Across the Atlantic in London, Goppion worked with the British Museum on the Albukhary Foundation Gallery of the Islamic World, in 2018. The intent here was to reveal and explore the deep connections between Islamic, Mediterranean and European cultures, through displays of art and material cultural artifacts from a vast geographic range between China and Africa. The context of openness and accessibility extended to the design language of the showcases, and here again we created an extensive collection of cases (60 in total) that maximized legibility of the beautifully lit treasures within, allowing their stories to readily unfold.

By contrast to the BM’s permanent gallery, the Cooper Hewitt Smithsonian Design Museum in New York enlisted Goppion’s services in creating showcases designed for hosting regularly changing temporary displays. The contents vary widely, from silverware and bold sculptural pieces to fabrics, all in a minimalist setting.

In addition to accommodating such eclectic display material, the showcases had to blend with the variety of modern gallery spaces and period furniture within the building. Goppion’s B-Class cases were part of the perfect solution: all-glass and frameless, with panes joined together so the showcase appears as a single, transparent housing.

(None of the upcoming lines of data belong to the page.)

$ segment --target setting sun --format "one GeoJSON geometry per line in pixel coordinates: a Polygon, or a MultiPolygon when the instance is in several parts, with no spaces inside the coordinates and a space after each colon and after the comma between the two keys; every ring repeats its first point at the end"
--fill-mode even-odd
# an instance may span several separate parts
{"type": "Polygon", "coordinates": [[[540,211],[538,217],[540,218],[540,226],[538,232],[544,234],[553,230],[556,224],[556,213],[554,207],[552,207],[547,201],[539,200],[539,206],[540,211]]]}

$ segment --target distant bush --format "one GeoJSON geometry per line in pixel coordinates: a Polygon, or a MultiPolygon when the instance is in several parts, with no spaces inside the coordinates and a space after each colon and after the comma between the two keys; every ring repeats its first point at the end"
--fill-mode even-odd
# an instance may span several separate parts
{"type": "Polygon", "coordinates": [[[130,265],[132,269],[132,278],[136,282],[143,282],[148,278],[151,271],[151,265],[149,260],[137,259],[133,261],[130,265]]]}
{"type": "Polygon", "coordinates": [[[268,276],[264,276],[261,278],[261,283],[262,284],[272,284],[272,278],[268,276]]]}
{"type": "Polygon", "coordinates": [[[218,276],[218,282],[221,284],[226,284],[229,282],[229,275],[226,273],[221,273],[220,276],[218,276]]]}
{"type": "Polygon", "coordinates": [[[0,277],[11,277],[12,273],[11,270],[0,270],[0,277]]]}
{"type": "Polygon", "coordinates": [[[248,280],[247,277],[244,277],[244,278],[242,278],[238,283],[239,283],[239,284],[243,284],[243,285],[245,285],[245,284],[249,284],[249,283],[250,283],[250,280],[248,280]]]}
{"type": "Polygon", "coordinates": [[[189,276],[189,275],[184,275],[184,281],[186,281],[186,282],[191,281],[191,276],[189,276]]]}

Creating frameless showcases can deliver fantastic results – but they also present their own particular challenges. Not least being the tendency for longer showcases to distort towards the center. This may prevent the door from closing properly, and also subjects the top to structural stresses that may lead it to crack. Most often, case builders solve this problem by gluing a reinforcing glass beam under the top surface. However, this solution is far from ideal: not only is it an intrusive, unsightly addition to the case, but the beam could break loose if the adhesives – which are the only means of keeping it in place – should fail.

In response, Goppion has developed a pre-stressed tensioner for the top of the frameless showcase, based on the concept of the sliding stay. Along the edge of the top, by the door, we apply particularly compact, virtually invisible rectangular tubing containing stays that are tensioned and angled in accordance with the size of the top itself and regulated by adjusting screws at each end. This is just one example of how our team’s collective ingenuity, skill, and cooperation deliver solutions that are both practical and aesthetically appropriate.

Ultimately frameless cases need to ensure that very little hardware is visible – working parts are concealed in the thickness of the glass or located where the panes meet, making the cases particularly transparent. The result is an enriched experience: visitors have unimpeded sight lines, they can enjoy details of the works on display, and they can also take in the surrounding architectural context.